TruServ Corp., Chicago, is conducting an asset liability study of its defined benefit plan. The plan now has $200 million in assets as a result of last year's merger of TruServ with Cotter Co., Chicago, said Paul McBride, corporate manager, retirement plans.
Buck Consultants will work on the study, which is expected to be finished in summer or fall. Further information was unavailable.
Global emerging markets managers in the universe of InterSec Research posted a median -2% return in 1997, far above the -12.1% return of the MSCI Emerging Markets Free index for the year.
Managers' results ranged from a gain of 10.3% to a loss of 22.3%. For the median managers, according to InterSec, correct market allocation added to the median manager's showing, producing 10.8% of value-added return; while stock selection was a drain, producing -3.5% of value-added return.

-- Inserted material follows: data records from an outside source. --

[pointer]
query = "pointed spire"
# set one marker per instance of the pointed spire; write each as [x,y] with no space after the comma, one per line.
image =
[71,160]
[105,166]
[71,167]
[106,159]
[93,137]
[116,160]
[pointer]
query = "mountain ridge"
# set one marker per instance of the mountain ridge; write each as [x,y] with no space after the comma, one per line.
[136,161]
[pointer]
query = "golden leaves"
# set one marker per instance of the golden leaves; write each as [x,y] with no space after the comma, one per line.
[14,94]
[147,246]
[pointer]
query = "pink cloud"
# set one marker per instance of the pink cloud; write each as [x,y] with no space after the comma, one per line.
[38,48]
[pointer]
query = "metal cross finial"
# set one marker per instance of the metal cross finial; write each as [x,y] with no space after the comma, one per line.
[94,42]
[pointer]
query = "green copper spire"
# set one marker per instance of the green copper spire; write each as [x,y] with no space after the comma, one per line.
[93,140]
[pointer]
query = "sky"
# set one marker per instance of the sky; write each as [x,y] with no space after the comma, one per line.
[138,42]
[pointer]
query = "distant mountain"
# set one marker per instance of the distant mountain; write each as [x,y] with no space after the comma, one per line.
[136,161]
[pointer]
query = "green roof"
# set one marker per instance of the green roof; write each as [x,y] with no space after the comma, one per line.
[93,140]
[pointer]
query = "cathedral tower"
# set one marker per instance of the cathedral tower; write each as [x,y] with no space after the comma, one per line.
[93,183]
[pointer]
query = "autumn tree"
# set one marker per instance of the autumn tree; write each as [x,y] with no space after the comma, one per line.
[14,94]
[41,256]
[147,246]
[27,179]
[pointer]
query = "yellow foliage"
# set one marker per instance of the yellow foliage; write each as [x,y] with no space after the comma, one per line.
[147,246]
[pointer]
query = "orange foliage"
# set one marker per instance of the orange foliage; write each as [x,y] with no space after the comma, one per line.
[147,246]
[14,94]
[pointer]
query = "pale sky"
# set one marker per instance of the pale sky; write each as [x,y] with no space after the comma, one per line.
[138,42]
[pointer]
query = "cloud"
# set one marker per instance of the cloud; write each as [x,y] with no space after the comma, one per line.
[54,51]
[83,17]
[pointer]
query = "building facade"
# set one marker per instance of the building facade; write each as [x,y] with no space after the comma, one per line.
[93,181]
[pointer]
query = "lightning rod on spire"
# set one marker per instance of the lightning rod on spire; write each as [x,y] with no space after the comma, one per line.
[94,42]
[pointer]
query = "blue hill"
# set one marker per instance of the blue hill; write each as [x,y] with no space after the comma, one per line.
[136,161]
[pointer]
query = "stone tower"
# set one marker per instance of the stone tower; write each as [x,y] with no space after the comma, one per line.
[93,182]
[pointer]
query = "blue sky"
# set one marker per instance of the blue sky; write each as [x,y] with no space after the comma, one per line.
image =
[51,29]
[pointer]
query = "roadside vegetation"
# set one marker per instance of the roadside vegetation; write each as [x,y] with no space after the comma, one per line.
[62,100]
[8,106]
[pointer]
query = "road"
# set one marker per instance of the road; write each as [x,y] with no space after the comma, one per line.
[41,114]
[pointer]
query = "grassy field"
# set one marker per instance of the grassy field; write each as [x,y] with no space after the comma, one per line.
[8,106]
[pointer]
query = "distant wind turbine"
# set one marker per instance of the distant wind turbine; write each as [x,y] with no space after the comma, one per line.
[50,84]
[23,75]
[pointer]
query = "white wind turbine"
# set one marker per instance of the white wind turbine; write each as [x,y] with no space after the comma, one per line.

Relatively low allocations to Malaysia's poor-performing market produced the largest single source of value-added return, InterSec found. But many managers also benefited from their overweighted holdings in strong performing markets such as those of Russia and Hungary. Mangers also generally overweighted Mexico's and Brazil's markets.
Currency managers posted a 12.5% average return for 1997, with 46 programs in the 54-program Parker FX index universe reporting positive results.
The median return was 11.48%. Average performance was 5.9% on a risk-adjusted basis. The top performers were: John W. Henry, with 71.4% for its International FX Program; Dean Witter FCM FX Portfolio up 53.8%; and Tamiso & Co., gaining 44.2%. Adjusted for risk, the top performers were Allied Irish Capital, with 18.9%; John W. Henry, up 17.2%; and Dean Witter's Cornerstone IV Program, up 12.1%.